As Nikki, a Hollywood actress tapped for the starmaking role of Sue in the blandly-titled “On High in Blue Tomorrow,” which is actually remake of an incompleted Polish film (based on a gypsy curse; incomplete because both of the leads were murdered), Dern gives an astonishing performance that ranges from chipper glee to fragile paranoia to hard-nosed toughness as Lynch blurs the line between reality and illusion, with scene shifts that move from a sitcom featuring giant rabbits (the “Donnie Darko” kind, not the “Velvetine Rabbit” kind) to a girl in an apartment crying while watching TV to scenes of- what I would gather to be- Polish gangsters to scenes from “Blue Tomorrow” being acted out by Nikki and Devon (Theroux’s character) to scenes of a beaten Dern telling details of her past to a man in a dank room. A veteran of Lynchland (now more of one than most any other actor besides Kyle MacLachlan and the late Jack Nance), Dern- always a fascinating character actor (her performance in Alexander Payne’s “Citizen Ruth” is still a cause to celebrate)- isn’t afraid to follow the auteur into his most absurd and idiosyncratic ideas of cinematic storytelling, which is exactly the type of attitude you have to have in a Lynch film; the result is the performance of her career, a high-wire act of performance in a film that’s, fundamentally speaking, performance art…

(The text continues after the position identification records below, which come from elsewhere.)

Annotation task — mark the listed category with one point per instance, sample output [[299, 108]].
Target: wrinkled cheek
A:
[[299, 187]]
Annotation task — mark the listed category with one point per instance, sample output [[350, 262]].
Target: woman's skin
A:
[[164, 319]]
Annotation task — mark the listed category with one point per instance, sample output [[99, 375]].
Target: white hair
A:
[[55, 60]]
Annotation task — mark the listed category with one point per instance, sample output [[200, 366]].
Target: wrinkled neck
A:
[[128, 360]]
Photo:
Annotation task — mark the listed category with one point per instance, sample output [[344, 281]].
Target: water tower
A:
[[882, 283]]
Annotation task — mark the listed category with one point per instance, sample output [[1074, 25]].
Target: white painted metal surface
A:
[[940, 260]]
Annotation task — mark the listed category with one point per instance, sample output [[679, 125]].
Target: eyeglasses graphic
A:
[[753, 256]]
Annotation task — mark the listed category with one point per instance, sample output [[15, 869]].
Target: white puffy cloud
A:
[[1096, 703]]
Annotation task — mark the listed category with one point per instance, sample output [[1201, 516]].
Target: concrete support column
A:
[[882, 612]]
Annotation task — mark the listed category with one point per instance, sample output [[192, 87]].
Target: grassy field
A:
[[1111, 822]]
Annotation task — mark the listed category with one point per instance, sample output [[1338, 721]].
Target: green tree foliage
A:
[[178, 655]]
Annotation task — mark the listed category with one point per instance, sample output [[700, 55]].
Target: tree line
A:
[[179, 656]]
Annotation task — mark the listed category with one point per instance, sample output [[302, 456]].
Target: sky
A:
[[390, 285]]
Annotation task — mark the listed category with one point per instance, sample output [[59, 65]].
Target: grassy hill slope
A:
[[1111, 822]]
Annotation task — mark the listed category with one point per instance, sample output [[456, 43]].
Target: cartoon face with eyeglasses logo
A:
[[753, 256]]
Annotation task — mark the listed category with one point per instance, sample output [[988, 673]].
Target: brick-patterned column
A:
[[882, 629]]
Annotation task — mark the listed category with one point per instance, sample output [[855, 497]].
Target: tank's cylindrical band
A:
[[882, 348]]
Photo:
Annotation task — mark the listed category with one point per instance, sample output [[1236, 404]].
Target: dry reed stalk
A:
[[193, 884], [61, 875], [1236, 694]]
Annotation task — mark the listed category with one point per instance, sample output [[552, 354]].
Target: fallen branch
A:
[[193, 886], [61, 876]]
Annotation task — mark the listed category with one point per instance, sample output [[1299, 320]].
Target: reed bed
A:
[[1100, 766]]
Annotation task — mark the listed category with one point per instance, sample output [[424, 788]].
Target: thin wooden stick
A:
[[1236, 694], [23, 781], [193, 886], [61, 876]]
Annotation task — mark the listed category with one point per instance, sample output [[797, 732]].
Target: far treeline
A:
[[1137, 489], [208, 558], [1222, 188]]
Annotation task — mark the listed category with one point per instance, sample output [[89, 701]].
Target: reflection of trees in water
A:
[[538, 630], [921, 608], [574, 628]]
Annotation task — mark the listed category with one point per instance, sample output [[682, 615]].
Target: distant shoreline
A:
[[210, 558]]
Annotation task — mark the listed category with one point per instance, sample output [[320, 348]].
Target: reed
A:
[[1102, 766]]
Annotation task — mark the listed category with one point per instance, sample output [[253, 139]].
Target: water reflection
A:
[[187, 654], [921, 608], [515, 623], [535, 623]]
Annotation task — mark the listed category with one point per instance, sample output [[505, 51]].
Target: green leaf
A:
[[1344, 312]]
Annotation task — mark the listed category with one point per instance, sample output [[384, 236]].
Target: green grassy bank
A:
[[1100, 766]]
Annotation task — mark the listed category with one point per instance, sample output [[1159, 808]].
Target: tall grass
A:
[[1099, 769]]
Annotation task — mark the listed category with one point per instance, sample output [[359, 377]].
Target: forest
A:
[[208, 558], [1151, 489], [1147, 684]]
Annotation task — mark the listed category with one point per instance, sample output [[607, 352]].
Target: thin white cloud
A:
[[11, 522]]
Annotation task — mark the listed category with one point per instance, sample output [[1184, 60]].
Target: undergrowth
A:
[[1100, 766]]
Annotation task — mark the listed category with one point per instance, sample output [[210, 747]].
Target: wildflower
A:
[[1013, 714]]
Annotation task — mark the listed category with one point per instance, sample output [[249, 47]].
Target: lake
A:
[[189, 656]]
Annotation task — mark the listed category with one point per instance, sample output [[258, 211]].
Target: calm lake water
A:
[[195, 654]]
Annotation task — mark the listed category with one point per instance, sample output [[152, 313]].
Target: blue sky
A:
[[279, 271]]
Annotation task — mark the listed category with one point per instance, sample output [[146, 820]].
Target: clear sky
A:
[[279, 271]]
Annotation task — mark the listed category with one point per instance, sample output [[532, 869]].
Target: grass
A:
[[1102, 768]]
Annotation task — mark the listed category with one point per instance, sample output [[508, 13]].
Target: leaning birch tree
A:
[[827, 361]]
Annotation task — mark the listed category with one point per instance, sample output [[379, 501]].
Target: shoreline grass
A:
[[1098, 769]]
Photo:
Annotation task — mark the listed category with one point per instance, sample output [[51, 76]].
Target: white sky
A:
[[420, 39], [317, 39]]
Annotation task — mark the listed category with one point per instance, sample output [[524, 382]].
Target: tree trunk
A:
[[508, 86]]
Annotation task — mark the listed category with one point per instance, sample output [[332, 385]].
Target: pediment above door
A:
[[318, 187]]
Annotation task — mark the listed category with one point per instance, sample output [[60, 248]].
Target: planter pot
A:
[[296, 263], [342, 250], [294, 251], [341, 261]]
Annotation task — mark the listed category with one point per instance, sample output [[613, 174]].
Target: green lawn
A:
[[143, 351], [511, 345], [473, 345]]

…which gets to be problematic when you get into the third hour. At this point, you are either sucked into Lynch’s vortex of cinematic illusion or bored out of your mind; I was sucked (and forget whatever reservations you might have about the consumer quality DV- the style is part of the film’s allure, and Lynch chooses music- no score by Angelo Badalamenti this time, though some of it sounds like the composer’s work- that brilliantly heightens the mood and increases tension). The problem is, then the film really started to suck. Like, in that unique, “Worst…movie…ever!” type of way that I originally felt about “Lost Highway.” The difference is, further viewings can’t help the matter, because there’s an ending place much sooner in the third hour- like, with about 20-30 minutes left in the film- that would not only be a masterful bit of Lynch deviousness, but also a masterstroke of storytelling that hit home some of the themes of “EMPIRE” with unnerving clarity (I won’t reveal the moment here; if you’d like to hear my thoughts, and have seen the movie, email me and I’ll let you know where I would’ve ended the film). For the first time, I truly get the way people must have felt watching Steven Spielberg’s “A.I.,” and wanted Spielberg to end the film underwater; if you’ve seen the film (and followed the critical and fanboy responses to the film), you know what I’m talking about. I never had an issue with that film’s ending, but now I understand the frustration people who had issues with it had. Minus the unnecessary indulgences of the film’s last half an hour (which spill over into the credits), “INLAND EMPIRE” would be a masterpiece to rival Lynch’s best work- maybe even surpass it. But with the director’s final artistic whims tacked on in an attempt to push things further towards oddity and surrealism, we’re left with a brilliant meditation on the psychological toll of filmmaking that pushes needlessly too far towards something else.